The child had been born with hypoplastic left heart syndrome, a deformed left heart and had had two heart operations before his first birthday. A life-threatening clot had formed in the heart and was successfully removed drawing on the combined experience of paediatric and adult interventional cardiologists. The combined expertise may not be available in alternate facilities if Glenfield children's cardiac care unit closes. Campaigners in Leeds won a legal challenge criticising the fairness and legality of the review process in March 2013 and the plans were suspended in June "as the decision was based on a flawed analysis."

In July 2015, NHS England announced that following a "conclusive, open and transparent and rigorous" review, the heart unit would move to a new paediatric unit at the Leicester Royal Infirmary. The unit would employ 4 surgeons and take more cases becoming operational by April 2016. A year later, the hospital was told it had failed newly imposed congenital heart surgery standards and would close. Liz Kendall claimed that the unit was one of the "best performing surgical centres" in England and the decision wasn't justified – a view shared by both John Adler, the chief executive of University Hospitals of Leicester NHS Trust and Leicestershire County Council. According to the unit's former head, Professor Giles Peek, the hospital supported every other hospital in the region and its closure could seriously damage paediatric services. According to the trust website, its Extracorporeal membrane oxygenation facility, the largest of 5 in the UK, is the largest in Europe and one of the busiest in the world. It first provided treatment in 1989.

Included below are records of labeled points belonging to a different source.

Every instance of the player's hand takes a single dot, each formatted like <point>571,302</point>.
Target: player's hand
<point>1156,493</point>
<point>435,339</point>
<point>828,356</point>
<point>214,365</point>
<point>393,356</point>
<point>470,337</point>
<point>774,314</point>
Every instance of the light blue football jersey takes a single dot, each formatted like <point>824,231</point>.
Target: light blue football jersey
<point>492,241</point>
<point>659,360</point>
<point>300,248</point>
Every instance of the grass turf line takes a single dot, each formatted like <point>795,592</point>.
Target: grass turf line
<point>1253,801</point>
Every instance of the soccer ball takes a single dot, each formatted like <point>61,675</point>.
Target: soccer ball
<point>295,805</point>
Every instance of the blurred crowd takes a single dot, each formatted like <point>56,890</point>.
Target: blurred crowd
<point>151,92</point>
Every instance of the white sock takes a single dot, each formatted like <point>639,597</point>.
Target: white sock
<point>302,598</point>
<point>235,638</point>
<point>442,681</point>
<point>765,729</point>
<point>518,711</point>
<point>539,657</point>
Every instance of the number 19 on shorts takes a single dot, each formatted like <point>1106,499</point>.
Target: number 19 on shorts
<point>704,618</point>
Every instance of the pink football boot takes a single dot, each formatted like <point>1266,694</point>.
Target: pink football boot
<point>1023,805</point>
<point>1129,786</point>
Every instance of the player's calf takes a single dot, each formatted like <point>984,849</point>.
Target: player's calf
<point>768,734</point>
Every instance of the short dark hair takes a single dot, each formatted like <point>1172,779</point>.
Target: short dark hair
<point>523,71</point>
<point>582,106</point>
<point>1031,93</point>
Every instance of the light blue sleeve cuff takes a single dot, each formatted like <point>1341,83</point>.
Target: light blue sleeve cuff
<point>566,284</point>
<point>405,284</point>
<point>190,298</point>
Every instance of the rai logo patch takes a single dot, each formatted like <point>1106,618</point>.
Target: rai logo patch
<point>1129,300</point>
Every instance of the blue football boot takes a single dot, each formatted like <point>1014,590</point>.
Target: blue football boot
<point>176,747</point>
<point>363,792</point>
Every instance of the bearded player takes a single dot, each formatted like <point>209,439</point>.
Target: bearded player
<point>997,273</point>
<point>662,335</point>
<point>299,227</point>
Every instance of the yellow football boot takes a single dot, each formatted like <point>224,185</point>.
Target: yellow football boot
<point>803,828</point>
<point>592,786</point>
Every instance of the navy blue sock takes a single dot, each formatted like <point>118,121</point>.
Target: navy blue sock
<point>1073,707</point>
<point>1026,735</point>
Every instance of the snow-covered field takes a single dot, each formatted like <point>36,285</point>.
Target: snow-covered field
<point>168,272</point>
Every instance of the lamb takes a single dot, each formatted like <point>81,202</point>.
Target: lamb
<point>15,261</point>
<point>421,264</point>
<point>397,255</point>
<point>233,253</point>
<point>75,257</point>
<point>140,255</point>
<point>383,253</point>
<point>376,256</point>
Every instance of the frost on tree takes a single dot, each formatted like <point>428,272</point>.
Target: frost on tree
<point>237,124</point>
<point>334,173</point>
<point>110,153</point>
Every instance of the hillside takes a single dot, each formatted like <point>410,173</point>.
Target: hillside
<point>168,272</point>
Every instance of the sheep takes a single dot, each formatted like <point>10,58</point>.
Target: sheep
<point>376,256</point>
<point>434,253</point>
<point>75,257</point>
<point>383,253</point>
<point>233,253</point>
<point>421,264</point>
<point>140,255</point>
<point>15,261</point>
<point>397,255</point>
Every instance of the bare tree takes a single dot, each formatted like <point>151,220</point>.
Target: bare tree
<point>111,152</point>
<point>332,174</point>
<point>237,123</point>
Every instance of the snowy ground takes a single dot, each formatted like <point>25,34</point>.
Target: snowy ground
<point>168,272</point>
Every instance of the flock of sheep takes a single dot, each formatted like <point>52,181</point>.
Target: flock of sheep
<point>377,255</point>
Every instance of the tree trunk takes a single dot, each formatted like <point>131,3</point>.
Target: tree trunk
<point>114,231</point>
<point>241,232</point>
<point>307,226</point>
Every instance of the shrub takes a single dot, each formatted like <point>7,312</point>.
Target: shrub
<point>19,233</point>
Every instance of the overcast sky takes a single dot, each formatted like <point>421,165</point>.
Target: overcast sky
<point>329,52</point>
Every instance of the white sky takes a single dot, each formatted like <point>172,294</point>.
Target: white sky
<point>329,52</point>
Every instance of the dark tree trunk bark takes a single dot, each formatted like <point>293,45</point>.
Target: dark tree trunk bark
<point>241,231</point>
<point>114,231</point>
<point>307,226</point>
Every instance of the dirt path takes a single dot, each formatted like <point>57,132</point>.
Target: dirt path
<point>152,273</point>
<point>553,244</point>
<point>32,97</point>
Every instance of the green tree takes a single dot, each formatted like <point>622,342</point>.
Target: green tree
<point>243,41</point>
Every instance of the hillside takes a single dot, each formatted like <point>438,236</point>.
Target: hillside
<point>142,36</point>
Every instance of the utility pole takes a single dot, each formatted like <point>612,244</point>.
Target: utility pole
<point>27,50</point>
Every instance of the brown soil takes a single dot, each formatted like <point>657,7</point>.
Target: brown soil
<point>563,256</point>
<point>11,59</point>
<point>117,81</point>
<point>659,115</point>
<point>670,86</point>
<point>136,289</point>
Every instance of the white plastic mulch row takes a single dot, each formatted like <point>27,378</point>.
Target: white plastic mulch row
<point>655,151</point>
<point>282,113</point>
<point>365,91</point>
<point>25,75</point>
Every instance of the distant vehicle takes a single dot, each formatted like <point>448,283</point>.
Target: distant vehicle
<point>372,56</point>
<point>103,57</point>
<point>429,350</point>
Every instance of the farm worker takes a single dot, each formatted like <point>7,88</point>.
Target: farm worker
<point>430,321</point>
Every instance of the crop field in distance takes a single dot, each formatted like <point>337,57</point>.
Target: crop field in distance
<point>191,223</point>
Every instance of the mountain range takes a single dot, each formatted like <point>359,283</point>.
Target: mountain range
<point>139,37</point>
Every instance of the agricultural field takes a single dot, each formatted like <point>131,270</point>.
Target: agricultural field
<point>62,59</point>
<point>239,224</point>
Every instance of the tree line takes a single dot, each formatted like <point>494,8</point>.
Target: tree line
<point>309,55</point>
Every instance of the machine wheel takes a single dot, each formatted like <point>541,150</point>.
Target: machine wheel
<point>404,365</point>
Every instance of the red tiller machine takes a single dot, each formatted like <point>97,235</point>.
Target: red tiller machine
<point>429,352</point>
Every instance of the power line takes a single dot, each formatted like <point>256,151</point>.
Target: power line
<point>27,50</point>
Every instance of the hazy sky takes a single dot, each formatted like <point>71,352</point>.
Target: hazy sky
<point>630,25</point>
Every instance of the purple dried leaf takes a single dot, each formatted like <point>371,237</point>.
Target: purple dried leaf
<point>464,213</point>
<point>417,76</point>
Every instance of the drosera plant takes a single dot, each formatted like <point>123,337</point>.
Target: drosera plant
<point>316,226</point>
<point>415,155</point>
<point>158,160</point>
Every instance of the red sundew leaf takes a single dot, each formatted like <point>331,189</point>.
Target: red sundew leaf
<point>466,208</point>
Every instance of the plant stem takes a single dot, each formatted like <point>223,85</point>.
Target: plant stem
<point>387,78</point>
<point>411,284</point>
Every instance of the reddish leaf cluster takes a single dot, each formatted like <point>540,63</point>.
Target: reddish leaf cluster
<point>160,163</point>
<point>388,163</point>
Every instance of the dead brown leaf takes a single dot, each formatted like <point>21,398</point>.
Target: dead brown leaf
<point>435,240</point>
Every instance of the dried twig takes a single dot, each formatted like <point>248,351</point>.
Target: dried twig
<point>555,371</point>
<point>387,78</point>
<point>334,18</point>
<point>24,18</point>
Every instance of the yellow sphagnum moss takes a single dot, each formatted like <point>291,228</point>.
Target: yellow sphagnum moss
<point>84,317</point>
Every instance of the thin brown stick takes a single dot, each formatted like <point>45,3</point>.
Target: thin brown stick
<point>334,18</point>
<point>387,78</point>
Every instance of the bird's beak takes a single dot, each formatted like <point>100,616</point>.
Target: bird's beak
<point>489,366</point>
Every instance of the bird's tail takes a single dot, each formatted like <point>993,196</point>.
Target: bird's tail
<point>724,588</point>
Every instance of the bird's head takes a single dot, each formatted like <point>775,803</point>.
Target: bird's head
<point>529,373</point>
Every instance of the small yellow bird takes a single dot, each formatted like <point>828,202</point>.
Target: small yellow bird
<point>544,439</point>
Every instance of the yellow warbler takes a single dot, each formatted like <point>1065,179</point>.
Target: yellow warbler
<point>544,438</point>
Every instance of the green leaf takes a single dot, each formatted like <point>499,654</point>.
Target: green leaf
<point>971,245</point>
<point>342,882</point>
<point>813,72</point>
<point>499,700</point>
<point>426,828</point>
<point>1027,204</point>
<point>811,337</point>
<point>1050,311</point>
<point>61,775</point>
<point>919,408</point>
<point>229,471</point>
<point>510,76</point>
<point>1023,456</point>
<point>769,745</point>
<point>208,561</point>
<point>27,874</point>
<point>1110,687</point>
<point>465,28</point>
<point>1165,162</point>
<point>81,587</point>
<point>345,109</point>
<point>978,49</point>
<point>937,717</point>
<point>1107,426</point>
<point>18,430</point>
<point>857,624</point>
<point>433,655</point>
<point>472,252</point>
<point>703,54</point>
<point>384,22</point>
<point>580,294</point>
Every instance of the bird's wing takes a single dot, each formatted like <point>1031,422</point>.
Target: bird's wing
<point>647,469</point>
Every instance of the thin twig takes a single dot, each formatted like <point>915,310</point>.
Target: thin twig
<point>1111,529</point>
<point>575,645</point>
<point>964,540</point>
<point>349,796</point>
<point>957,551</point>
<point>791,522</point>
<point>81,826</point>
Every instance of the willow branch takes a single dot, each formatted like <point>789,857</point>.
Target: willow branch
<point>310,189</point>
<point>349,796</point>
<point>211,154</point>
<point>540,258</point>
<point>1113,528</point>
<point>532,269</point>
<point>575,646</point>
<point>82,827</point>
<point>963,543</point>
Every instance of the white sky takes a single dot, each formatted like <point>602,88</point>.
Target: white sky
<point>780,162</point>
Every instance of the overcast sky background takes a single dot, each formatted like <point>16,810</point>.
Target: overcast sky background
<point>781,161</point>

 In September 2016, 28,000 people signed a new petition in England to keep the unit open. Adler noted that interest in the hospital's work went far beyond Leicestershire and the Leicester Mercury reported signatures from Orkney and Shetland. According to NHS England, the hospital hadn't met the required target of 125 operations per year for each of its 3 surgeons.

On 29 October hundreds of people marched to protest about its proposed April 2017 closure with Adler reiterating that clinical outcomes were "amongst the best in the country" though NHS England said it wouldn't meet the mininimum number of operations required by the new standards. The Leicester Mercury reported that more than 1000 people took part, most of them with family stories to tell. The organisers hope to get sufficient signatures for a debate in Parliament.

In November 2017, an NHS England board meeting in London conditionally agreed to continue the unit's work provided it moves to the Leicester Royal Infirmary and the unit's workload is increased as promised up to 2021.